Not surprisingly, Schweitzer’s friends and family did not respond well to his decision to go to Africa. “They could not conceive that he could bury his life and his talent in the jungle while there were others who could easily take the Congo assignment” (75). Yet, he was convinced that his life would be well spent serving as a medical doctor in Africa. He believed that it was worth while to follow the example of Jesus and become a servant rather than live a live of comfortable privilege. The example of Schweitzer that so pierces me is his commitment to serve, after the pattern of Jesus, in spite of the fact that he believed Jesus to be fundamentally mistaken about some important issues of eschatology and his own mission in the world. I think Jesus is right all the time and yet I so struggle to follow his example of service and humility. Schweitzer is famous for saying of Jesus, “He comes to us as one unknown.” What he meant was that Jesus, was inexplicable and yet his example commands obedience.

I find it sobering that Schweitzer was astonished at the response of Christians to his decision to go to Africa. Though committed Christians, “they were aghast that anyone would seriously respond to the words of Jesus Christ. All the days in conference, prayer and study, all the services of baptism, communion and committal, all the sermons and vespers and carols—all added up to a Jesus that for most was forever distant, beautiful and safe. It seemed frankly irrational to find a man in the twentieth century who actually felt constrained to live the words and witness of Jesus” (75). Schweitzer was far from perfect, yet his example is convicting. I pray that God would open my eyes that I might see Jesus. I also pray that God might move my heart that I might follow Jesus. Neither ought to be neglected, but for too long we as a church have condemned Schweitzer for following Jesus rather than believing him while patting Christians on the back for confessing faith but finding their faith is in a Jesus who is just like them. May the Church have the courage to follow the Jesus who comes to us as one unknown and the faith to trust him as Lord and Savior.


Michael DeFazio said...

Great post, bro! I found it informative and moving. Just out of curiosity, what did Schweitzer see as his primary task in Africa (if not evangelism, etc)? How would he have (or did he) explain his reasons for going and purposes once he got there. I don't know much about him, and am just wondering.

Unknown said...

From what I gather from the biography, he went to Africa for two reasons. (1) He went because he believed the example of Jesus was correct. (2) He felt an obligation to serve. I don't think the biography explained why very well, but he felt some burden to serve. The biography was pretty good, though the authors had a humanistic agenda.

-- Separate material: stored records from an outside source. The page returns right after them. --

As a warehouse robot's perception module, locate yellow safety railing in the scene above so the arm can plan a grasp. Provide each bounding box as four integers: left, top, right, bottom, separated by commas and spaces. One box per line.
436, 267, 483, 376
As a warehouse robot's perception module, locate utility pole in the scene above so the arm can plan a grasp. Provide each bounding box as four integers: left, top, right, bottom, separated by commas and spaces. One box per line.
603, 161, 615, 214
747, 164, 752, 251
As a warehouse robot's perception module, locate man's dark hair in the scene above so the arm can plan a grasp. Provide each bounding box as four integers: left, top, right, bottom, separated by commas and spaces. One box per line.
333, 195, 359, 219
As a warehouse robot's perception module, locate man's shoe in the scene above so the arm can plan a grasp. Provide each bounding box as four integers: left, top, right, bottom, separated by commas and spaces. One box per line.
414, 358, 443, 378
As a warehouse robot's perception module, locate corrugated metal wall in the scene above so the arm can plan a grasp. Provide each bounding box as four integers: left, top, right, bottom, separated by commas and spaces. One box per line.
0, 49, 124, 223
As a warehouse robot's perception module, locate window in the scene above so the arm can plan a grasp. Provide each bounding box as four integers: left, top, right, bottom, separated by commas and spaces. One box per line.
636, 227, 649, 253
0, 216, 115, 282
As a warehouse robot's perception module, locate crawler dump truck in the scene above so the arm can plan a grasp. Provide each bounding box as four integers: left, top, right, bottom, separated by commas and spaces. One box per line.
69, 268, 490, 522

As far as his task while there. He just wanted to help people. Later, he developed his thinking into the idea of "Reverence for Life." He thought all life ought to be respected. He would help people indiscriminately. Even when WWII was going on near him he operated on soldiers from both sides. At one point, the island where his hospital sits became a haven where troops from opposing armies would come and play cards at night before going back to war in the day time.